During an interview on 04/03/24 at 10:50 AM, Staff O, ED Technician, stated that she had assisted Patient #17 with ice chips and to the wheelchair earlier in the day. She assisted Patient #17 to the taxi for discharge. She stated that Patient #17 appeared "sleepy" throughout the day. At the time of discharge, she stated that she wheeled Patient #17 out, but that Staff N, terminated ED Technician, had physically put Patient #17 into the taxi with the driver. She did not talk to Patient #17 while discharging her, so she was not aware of Patient #17's ability to answer questions. She stated that Patient #17 was "more sleepy" but assumed Staff Q, ED LPN, gave her medication. She stated that Patient #17 was able to stand and hold her head up when getting into the taxi on her own but could not pivot.

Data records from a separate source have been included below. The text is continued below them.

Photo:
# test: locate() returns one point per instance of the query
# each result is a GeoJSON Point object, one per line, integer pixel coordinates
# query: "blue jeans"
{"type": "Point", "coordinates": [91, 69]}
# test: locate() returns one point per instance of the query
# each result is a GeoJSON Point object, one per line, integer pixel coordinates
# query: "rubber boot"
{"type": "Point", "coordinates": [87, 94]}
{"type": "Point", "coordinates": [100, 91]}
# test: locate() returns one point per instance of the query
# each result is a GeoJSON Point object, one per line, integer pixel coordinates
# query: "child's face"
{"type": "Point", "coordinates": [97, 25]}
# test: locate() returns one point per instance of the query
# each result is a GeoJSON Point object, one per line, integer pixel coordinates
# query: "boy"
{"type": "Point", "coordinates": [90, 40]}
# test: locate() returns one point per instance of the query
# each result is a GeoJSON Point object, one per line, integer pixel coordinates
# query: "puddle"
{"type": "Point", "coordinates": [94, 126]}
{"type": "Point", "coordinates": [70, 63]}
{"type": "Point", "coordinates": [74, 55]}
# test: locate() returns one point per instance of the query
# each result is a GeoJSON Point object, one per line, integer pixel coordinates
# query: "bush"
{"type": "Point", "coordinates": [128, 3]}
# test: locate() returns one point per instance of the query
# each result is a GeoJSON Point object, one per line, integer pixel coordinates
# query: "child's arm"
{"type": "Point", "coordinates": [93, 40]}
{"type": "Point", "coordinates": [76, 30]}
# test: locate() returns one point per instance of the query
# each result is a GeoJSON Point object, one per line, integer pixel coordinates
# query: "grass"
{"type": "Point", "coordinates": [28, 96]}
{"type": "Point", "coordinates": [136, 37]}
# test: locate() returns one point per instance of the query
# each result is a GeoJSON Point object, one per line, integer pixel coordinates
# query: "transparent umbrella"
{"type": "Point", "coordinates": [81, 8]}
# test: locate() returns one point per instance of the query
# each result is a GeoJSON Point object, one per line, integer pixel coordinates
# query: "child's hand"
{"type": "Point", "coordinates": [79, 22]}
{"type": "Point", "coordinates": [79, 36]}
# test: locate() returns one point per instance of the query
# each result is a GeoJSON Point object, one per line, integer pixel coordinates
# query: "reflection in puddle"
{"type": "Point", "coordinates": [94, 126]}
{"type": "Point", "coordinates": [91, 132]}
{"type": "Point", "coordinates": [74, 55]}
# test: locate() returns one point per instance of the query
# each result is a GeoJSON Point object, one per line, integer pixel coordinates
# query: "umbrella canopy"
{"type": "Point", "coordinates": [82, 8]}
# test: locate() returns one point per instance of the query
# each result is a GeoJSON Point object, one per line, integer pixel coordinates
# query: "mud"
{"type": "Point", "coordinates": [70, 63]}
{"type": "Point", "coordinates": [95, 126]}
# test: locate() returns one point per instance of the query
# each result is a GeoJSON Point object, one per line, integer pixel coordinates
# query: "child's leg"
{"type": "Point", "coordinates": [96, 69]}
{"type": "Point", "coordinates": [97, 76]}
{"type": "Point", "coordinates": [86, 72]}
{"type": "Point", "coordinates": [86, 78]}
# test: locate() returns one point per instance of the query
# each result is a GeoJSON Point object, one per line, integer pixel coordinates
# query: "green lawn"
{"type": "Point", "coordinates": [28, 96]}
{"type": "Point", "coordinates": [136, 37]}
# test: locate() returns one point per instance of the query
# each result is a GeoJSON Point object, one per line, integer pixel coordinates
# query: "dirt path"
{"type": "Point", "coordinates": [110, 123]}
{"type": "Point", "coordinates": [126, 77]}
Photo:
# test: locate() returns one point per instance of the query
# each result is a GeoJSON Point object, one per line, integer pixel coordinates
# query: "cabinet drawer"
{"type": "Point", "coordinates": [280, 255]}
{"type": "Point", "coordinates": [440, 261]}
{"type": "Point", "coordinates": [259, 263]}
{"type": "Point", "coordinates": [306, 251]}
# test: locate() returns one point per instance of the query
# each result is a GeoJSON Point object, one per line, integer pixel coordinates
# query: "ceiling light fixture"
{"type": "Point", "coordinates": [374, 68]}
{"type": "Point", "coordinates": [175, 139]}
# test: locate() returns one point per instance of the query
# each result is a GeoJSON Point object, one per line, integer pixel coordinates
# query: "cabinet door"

During an interview on 04/02/24 at 8:48 AM, Staff F, Chief Nursing Officer, stated that Patient #17 should not have been discharged.

During a telephone interview on 04/02/24 at 3:03 PM, Staff M, ED Physician, stated that he had assessed Patient #17 at the start of his shift. He did not assess Patient #17 prior to discharge. He was unaware of a change in condition, and he expected the nurses to notify him. He stated that Patient #17 should not have been discharged.